The glycolytic pathway (EMP) is an essential pathway for the production of ATP. It contains three irreversible reactions controlled by three vital regulatory enzymes (hexokinase, phosphofructokinase, and pyruvate kinase), so we can use the enzyme activities to study the mechanism of DMY inhibition on Pseudomonas spp. [33]. In the present study, DMY emulsions with 0 MIC, 1 MIC, 2 MIC, and 4 MIC concentrations were used to treat P. antarctica for 6 h. According to Figure 6, the three enzymes’ contents were consistent among the groups at the initial point (0 h). As the time of DMY treatment increased, the three enzymes’ activities became lower in all three treatment groups than that of the control group, indicating that DMY can effectively inhibit P. antarctica by controlling the TCA pathway of respiratory oxidative metabolism.

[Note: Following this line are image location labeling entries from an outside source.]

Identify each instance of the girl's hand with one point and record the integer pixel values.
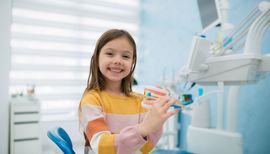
(156, 117)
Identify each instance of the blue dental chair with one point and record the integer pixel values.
(60, 137)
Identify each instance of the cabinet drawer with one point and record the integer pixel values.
(17, 108)
(27, 147)
(34, 116)
(26, 130)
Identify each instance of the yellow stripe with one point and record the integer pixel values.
(147, 148)
(107, 144)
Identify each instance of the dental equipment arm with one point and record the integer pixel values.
(232, 69)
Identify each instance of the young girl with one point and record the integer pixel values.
(111, 115)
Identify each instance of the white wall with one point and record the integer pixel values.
(5, 20)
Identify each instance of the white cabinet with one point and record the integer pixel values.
(25, 125)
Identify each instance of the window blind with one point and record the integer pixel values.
(52, 42)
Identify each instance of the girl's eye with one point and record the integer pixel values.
(126, 57)
(109, 53)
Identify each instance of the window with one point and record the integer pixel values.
(52, 42)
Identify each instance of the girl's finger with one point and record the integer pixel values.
(169, 103)
(162, 101)
(171, 113)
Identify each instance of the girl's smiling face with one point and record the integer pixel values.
(116, 59)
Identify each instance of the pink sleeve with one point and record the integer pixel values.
(154, 137)
(129, 139)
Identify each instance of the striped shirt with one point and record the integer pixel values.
(110, 123)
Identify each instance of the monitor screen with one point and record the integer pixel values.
(209, 13)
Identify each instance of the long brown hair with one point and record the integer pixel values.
(96, 80)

3.8. Analysis of the Effect of DMY on the Metabolic Activity and Bacterial Viability of P. antarctica

A fluorescence microscope was used to verify whether DMY affected the growth and reproduction of P. antarctica. AO can penetrate the intact cell membrane and stain the nucleus of living cells with uniform green fluorescence; the nucleic acid in apoptotic cells can be spoiled with red fluorescence by binding to PI. Figure 7 shows the CLSM images at 1000x. In the control group without DMY treatment, the bacteria were almost all green, which indicated that the untreated bacteria were active. However, as the DMY concentration increased, the red fluorescence observed on the DMY-treated slides intensified, implying a gradual decrease in the number of live cells. The maximum red fluorescence intensity was observed in the DMY-treated group after 4 MIC. It was concluded from the image analysis that DMY inhibited the growth and reproduction of P. antarctica.

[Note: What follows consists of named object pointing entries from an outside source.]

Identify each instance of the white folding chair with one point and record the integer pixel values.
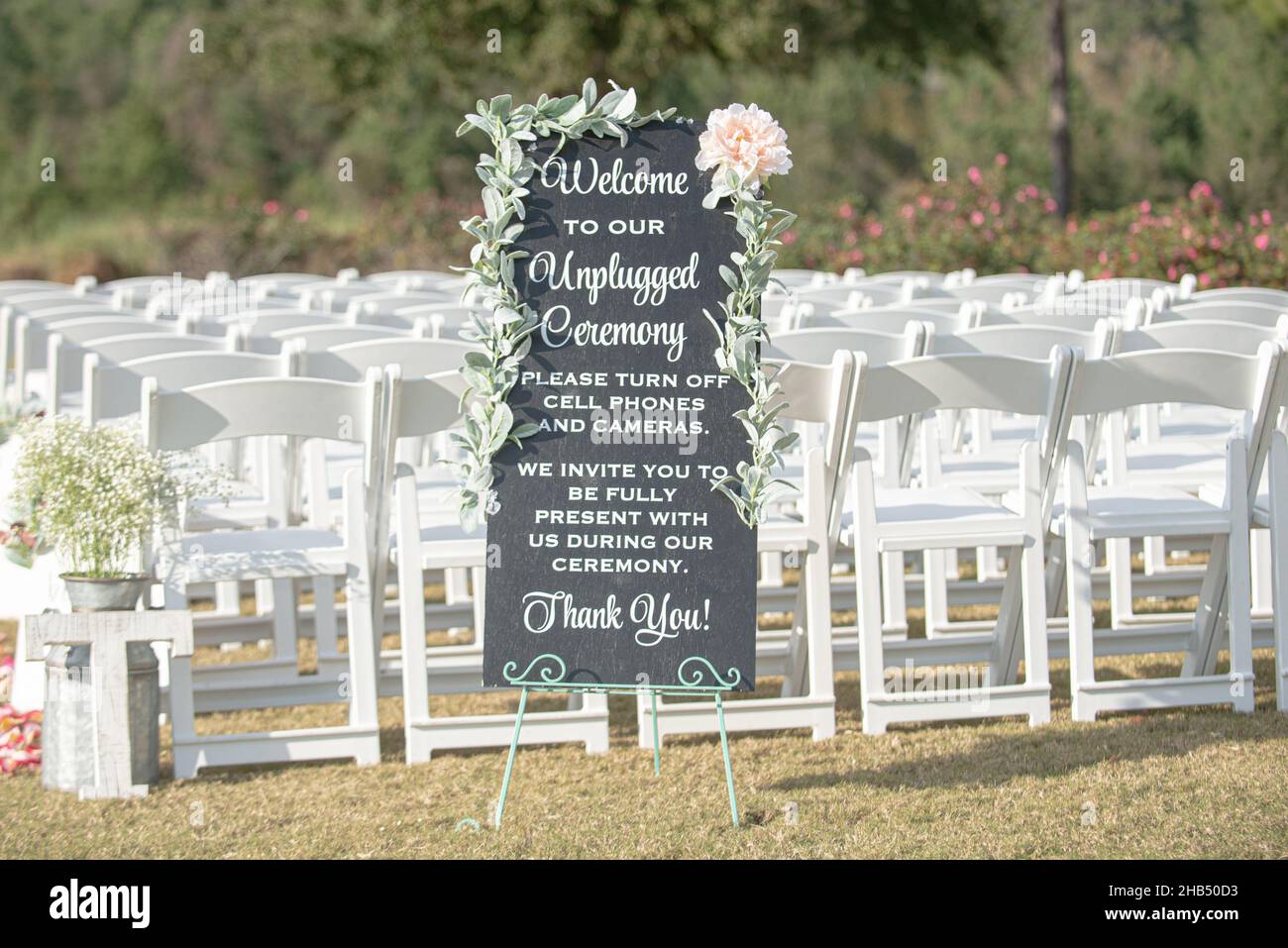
(820, 395)
(1121, 511)
(939, 518)
(284, 407)
(1270, 511)
(419, 407)
(889, 442)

As shown in Figure 7, the results indicated that the metabolic activity of P. antarctica after treatment with DMY was significantly reduced. The metabolic activity of cells was reported to play a vital role in forming biofilms [35, 36]. Similar reports have been made for tea polyphenols and mangiferin acid [37, 38], and these antibacterial substances achieved inhibition by inhibiting biofilm formation. At the same time, a significant reduction in the metabolic activity of the cells was observed. Therefore, in combination with the CLSM image results, DMY inhibited the viability and metabolic activity of P. antarctica and significantly inhibited the formation of bacterial biofilms.

4. Conclusions

The P. antarctica was the dominant spoilage bacterium in grouper. The emulsion is prepared by mixing with chitosan and sodium alginate to solve the problem that DMY is insoluble in water. CLSM images visually confirmed the inhibition effect of DMY against P. antarctica. Besides, DMY disrupted the biofilm structure of P. antarctica as evidenced by protein and nucleic acid leakage, AKPase leakage, and reduced ATPase activity. DMY also affected the respiratory metabolic pathway of P. aeruginosa by inhibiting key enzymes and thereby decreased the metabolic activity and viability of the bacteria. This work proved that DMY had potential as an effective and natural antibacterial in marine products.

Data Availability

The data used to support the findings of this study are available from the corresponding author upon request.

Conflicts of Interest

The authors declare that there are no conflicts of interest regarding the publication of this paper.


This research was funded by the National Natural Science Foundation of China (No. 31972142), supported by the China Agriculture Research System (CARS-47), and Shanghai Municipal Science and Technology Project to Enhance the Capabilities of the Platform (19DZ2284000). The authors thank the Shanghai Science and Technology Commission Public Service Platform Construction Project (No. 17DZ2293400) for providing funding support for this study.